George Pearson FRS (1751–1828) was a British medical doctor, chemist and early advocate of Jenner's cowpox vaccination.

Davies Gilbert, who was then President of the Royal Society, began his 1829 memoir (written anonymously) of Dr. Pearson thus:
'THIS eminent physician, celebrated chemist, and amiable though singular individual has, at an advanced age, fallen under the stroke of his ancient but indomitable enemy.'
He continued:
'Dr. Pearson was born at Rotherham in Yorkshire. [His father, John, was an apothecary]. His grandfather Nathaniel, was for years Vicar of Stainton, in that neighbourhood, and died in 1767 at the age of 88. His uncle, George after whom he was named, was a wine-merchant at Doncaster for upwards of thirty years a member of the Corporation, and twice Mayor of the Borough [1785 and 1793].'

Pearson studied in Edinburgh, took his MD in 1771 and went to study for a year at St. Thomas's Hospital. He settled in Doncaster in 1777. In his six years there he became a close friend of John Philip Kemble and analysed the water at Buxton, about which he produced a two-volume work.
In 1783 he moved to London, to Leicester Square, and was admitted a Licentiate of the Royal College of Physicians on 25 June 1784. He began to lecture.
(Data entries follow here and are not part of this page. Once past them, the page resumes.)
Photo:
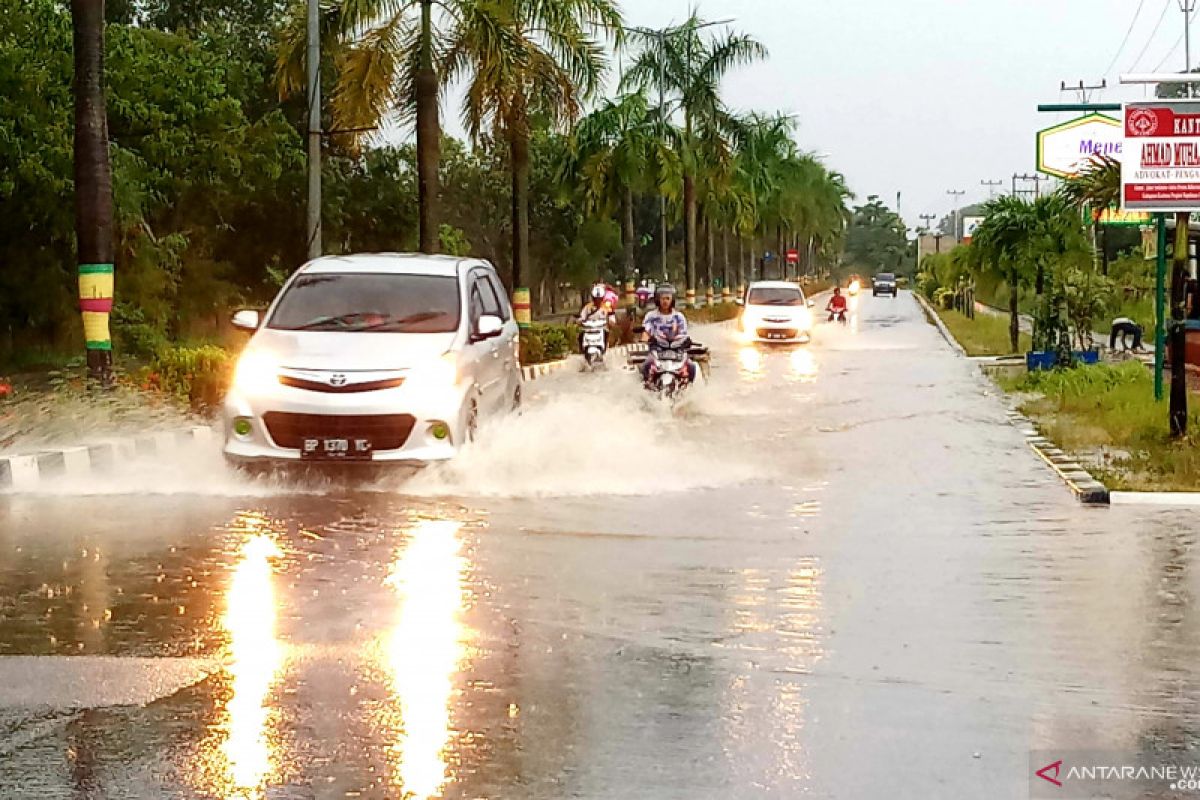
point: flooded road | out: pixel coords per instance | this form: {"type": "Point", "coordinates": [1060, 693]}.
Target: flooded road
{"type": "Point", "coordinates": [838, 572]}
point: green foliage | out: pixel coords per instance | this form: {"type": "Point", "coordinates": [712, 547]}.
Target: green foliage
{"type": "Point", "coordinates": [198, 376]}
{"type": "Point", "coordinates": [983, 335]}
{"type": "Point", "coordinates": [1108, 411]}
{"type": "Point", "coordinates": [453, 240]}
{"type": "Point", "coordinates": [877, 239]}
He was elected (chief) Physician of St George's Hospital on 23 February 1787, and was there for the next forty years. He was elected a Fellow of the Royal Society on 23 June 1791. (He served on the Society's Council in 1802 and in 1827, in which year he gave the Bakerian Lecture, Researches to discover the Faculties of Pulmonary Absorption with respect to Charcoal).

Davies went on:
'Dr. Pearon was acknowledged by good judges, to be a sound Greek and Latin scholar. He was a hospitable landlord, a disinterested friend, and a very good-humoured and jocose companion : he abounded in anecdotes, which he took with excellent effect. He would often observe to his friends, that he knew he was growing old; but that he had made up his mind to die 'in harness.''

On Sunday 9 November 1828 he died at his home in George Street (9 St. George Street), Hanover Square, in Davies' words: 'in consequence of a fall down stairs'.

He left two daughters; one, Frances Priscilla, married John Dodson, DCL (and formerly M. P.), and the other, Mary-Anne, was, once again as Davies put it in 1828, single.
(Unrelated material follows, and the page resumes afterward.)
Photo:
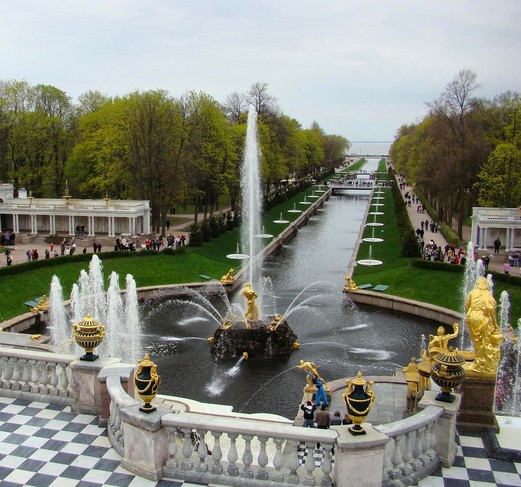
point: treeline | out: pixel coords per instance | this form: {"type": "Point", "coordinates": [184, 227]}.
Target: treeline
{"type": "Point", "coordinates": [173, 151]}
{"type": "Point", "coordinates": [466, 151]}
==Pearson and the Royal Society==
His first application to the Royal Society had been rejected on ballot 15 June 1786, when his neighbour and St. George's colleague John Hunter (surgeon) had been his lead proposer.

For his second attempt in 1791 Pearson's proposers were George Baker; William Heberden; Robert Hallifax (Royal physician); William Seward; John Gunning; Andrew Kippis; Thomas Bowdler; James Keir; Maxwell Garthshore; James Carmichael Smyth; Bp. Landaff; George Staunton; John Paradise; William Young; John Ash; Tiberius Cavallo; William Watson; Dr. (?) Gray; John Gillies.

==Pearson and Smallpox Vaccination==
Pearson was a very early advocate of smallpox vaccination and supporter of Edward Jenner and published his early observations within months of the publication of Jenner's Inquiry. Early in 1799 he helped to set up the Original Vaccine Pock Institute in London and started to distribute vaccine, some samples of which were contaminated with smallpox virus. This caused a rift with Jenner who thought his own work was being overshadowed. In turn, Pearson became envious of Jenner's growing reputation. When Jenner petitioned Parliament for a financial reward in 1802, Pearson published a detailed account of his own contribution, together with evidence that Jenner did not discover vaccination, bringing attention to farmer Benjamin Jesty and others who he maintained had prior claims. When Jenner sought a further Parliamentary grant in 1805, Pearson brought Jesty to London to visit the Original Vaccine Pock Institute to further his claim, with no success. By this time, although there was opposition to vaccination as such, Jenner's role in its introduction was firmly established and Pearson played little further part. However, his role in the introduction of smallpox vaccine was examined in detail much later when controversy arose over the origin of vaccinia virus, the active constituent of smallpox vaccine.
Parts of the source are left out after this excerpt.